Posts Tagged ‘WSOP news’

Top Tips for Poker Affiliates

Wednesday, July 20th, 2011

A few tips for new poker affiliates

When looking at a good cross section of poker sites on a daily basis there is always one striking difference between the good and the bad. The best poker portals know the game inside out and for anyone with any experience in the game, and the chances are if someone is browsing for poker they’ll have a grasp of the fundamentals, it becomes obvious in seconds how savvy a site is. Webmasters that buy a poker domain and try duplicating so many other sites without learning the ins and outs of the game and players will quickly realize that generic content is just not enough. Knowing your product is one of few golden rules that never change in poker affiliate marketing. You don’t have to be a pro, but you do need to know some essentials and be involved to some degree in the poker world.

November Nine 2011 Poker WSOPIf you’re not aware that the November Nine has just been decided in this year’s WSOP then there is room for improvement – the 4 months leading up to the final table of the biggest poker tournament in the world can be a great window to capitalize on the huge bank of new content, stories, player profiles and forum threads generated by this series of events. One thing a poker affiliate should never be short of is content, so here are some tips on how best to gear your content to the right audience:

Give your reports and articles a voice

So many poker sites run exactly the same story in exactly the same way, which leads readers to stick with the big guns where they know they’re getting it from the horse’s mouth. Why bother reading recycled news unless it is interesting to read or funny or just has a new take on the action?

Cover as much ground as possible

It’s no secret that poker is pretty saturated with reviews, Rakeback offers, freerolls and the usual fare – so why not diversify? Try and look for what is not being publicized – such as bad beat jackpots which are uncommonly high, niche tournaments in select regions and player profiles for up-and-comers which may not have got the same treatment from all the other sites.

Give readers something to come back for

A lot of browsers will find the information they are looking for and not bother to bookmark your page unless it is interesting enough to come back for. This plays into the first point, which I think is worth repeating. Give your site a differentiating factor, make it the sort of authority readers want to consult when it comes to certain hands or tournaments or room reviews.

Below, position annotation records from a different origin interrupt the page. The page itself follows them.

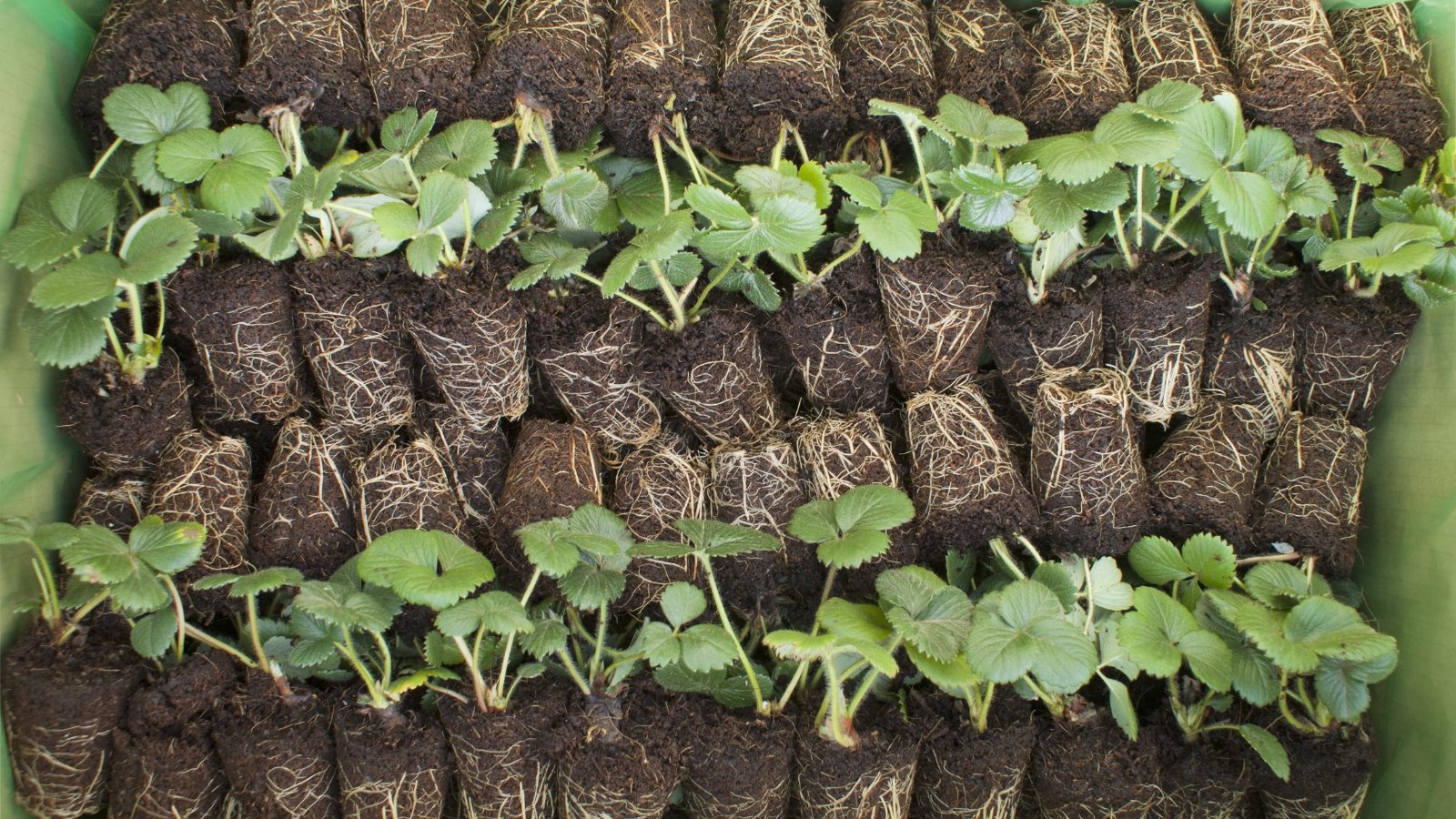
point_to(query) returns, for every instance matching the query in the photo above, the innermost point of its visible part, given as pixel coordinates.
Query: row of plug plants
(957, 691)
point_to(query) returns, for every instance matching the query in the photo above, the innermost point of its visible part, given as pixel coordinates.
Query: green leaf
(142, 114)
(79, 281)
(465, 149)
(1210, 559)
(1070, 159)
(1269, 748)
(575, 197)
(153, 634)
(429, 569)
(682, 603)
(69, 337)
(725, 540)
(157, 247)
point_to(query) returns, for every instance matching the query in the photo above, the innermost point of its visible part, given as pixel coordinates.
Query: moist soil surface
(506, 760)
(351, 337)
(836, 334)
(159, 43)
(303, 515)
(1026, 339)
(165, 763)
(66, 700)
(239, 324)
(1349, 347)
(1092, 770)
(277, 751)
(936, 308)
(982, 55)
(308, 53)
(960, 770)
(392, 763)
(123, 426)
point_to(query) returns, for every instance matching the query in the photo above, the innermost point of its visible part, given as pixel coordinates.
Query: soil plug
(1309, 490)
(238, 318)
(305, 509)
(664, 60)
(967, 486)
(982, 55)
(778, 67)
(1081, 73)
(308, 56)
(1085, 468)
(207, 479)
(1171, 40)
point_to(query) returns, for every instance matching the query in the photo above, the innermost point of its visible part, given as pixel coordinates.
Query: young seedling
(1165, 640)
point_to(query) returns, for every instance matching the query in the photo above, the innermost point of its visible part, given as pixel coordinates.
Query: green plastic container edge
(1409, 542)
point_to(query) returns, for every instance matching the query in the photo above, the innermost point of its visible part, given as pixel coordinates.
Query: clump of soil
(1087, 767)
(1171, 40)
(62, 704)
(885, 53)
(757, 484)
(550, 56)
(167, 763)
(123, 426)
(238, 319)
(308, 56)
(1390, 76)
(839, 453)
(1289, 73)
(657, 486)
(737, 765)
(392, 763)
(965, 773)
(1081, 73)
(111, 501)
(936, 309)
(504, 761)
(159, 43)
(1031, 339)
(475, 460)
(1085, 467)
(277, 751)
(353, 339)
(303, 515)
(1249, 359)
(1347, 350)
(1309, 491)
(1155, 322)
(590, 349)
(834, 331)
(470, 337)
(1330, 775)
(1203, 475)
(208, 480)
(967, 486)
(713, 375)
(874, 780)
(553, 470)
(778, 67)
(419, 53)
(982, 55)
(664, 60)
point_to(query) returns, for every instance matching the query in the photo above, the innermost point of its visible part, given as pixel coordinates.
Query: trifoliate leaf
(143, 114)
(465, 149)
(682, 603)
(79, 281)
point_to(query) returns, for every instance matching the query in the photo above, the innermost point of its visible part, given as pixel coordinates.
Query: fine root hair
(405, 486)
(1087, 471)
(935, 319)
(1171, 40)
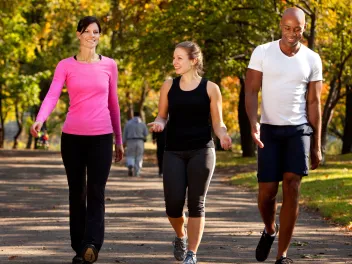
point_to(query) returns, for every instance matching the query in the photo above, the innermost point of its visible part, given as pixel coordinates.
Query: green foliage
(327, 189)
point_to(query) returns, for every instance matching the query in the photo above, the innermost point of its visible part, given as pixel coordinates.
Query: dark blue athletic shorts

If someone reads a WSOP report they like on your site and you say you will soon be covering the WSOPE – they will likely come back for more.

Bad Beat On Cliché

One of the worst aspects of so many poker sites is that they cling to poker clichés. I don’t just mean repeating words like ‘stacked,’ ‘shipped,’ tilted,’ ‘tight-aggressive’ and ‘donkey,’ there are whole sites that hinge on the sentence ‘he looked down to find (insert any hand.)’ I know that poker is itself a cliché machine and nourishes itself on its lingo and terminology, but there is a balance and it shows much more knowledge and is more interesting to read when a writer does not depends on these stock phrases. If I read: ‘I was sitting UTG and got 3-bet from the hijack seat x4 who was a loose-aggressive donkey that I thought I’d be getting +EV from over the next few blind levels – then I looked down and found Dolly Parton which is worth going over the top to steal’ then immediately I think a robot has written it. If sportswriters always wrote like this nobody would ever read about sports except the players. Lingo is only readable to players and even then it’s not very interesting. If Norman Mailer had written about boxing in this way nobody would read The Fight. Think about the reader and why you are bothering to write about the hand in the first place. If it’s interesting enough to write about, it is interesting enough to write well about.

WSOP 2011 Poker Affiliates

Have Opinions

Okay, so this is kind of following from the last point, but I think it’s worth its own section. Don’t just agree with all the other sites about something. When Full Tilt closed down recently 90% of sites all said exactly the same thing because all they knew was from each other. Do some digging, make your poker news newsworthy and have an opinion about what’s going on. Again, it will make readers want to read what you have to say so they’ll come back to the site.

Easy on the Ads

I generally know within a minute how dedicated a webmaster is to making their site a success. Largely this comes from seeing how many Ads they have on their homepage. Many poker affiliates think that by plastering banners on their front page it makes it more likely a player will click one. The truth, of course, is the opposite. If I click onto a site and see it’s a banner farm I leave is pronto. I know it has nothing interesting on their and the bulk of the site is reviews – meaning I could just look for myself – so why bother? Give your ads a reason to be there. Have Poker Rooms of the week, list rooms in association with live events, new innovations – anything that gives that ad a reason to be there.

Let them speak

Poker players tend to be an opinionated bunch, which is no bad thing. Give your readers as much scope as possible to air their views, start discussions and get involved. It’s a good way to know what players want from the site also, and this will often effect a poker room’s decision on whether they’ll let you have private events and freerolls – if they see you have an active community.

Some of these points are subjective, but as both a player and poker affiliate manager I would strongly suggest having a think about what makes your poker site unique and why players will want to keep coming back.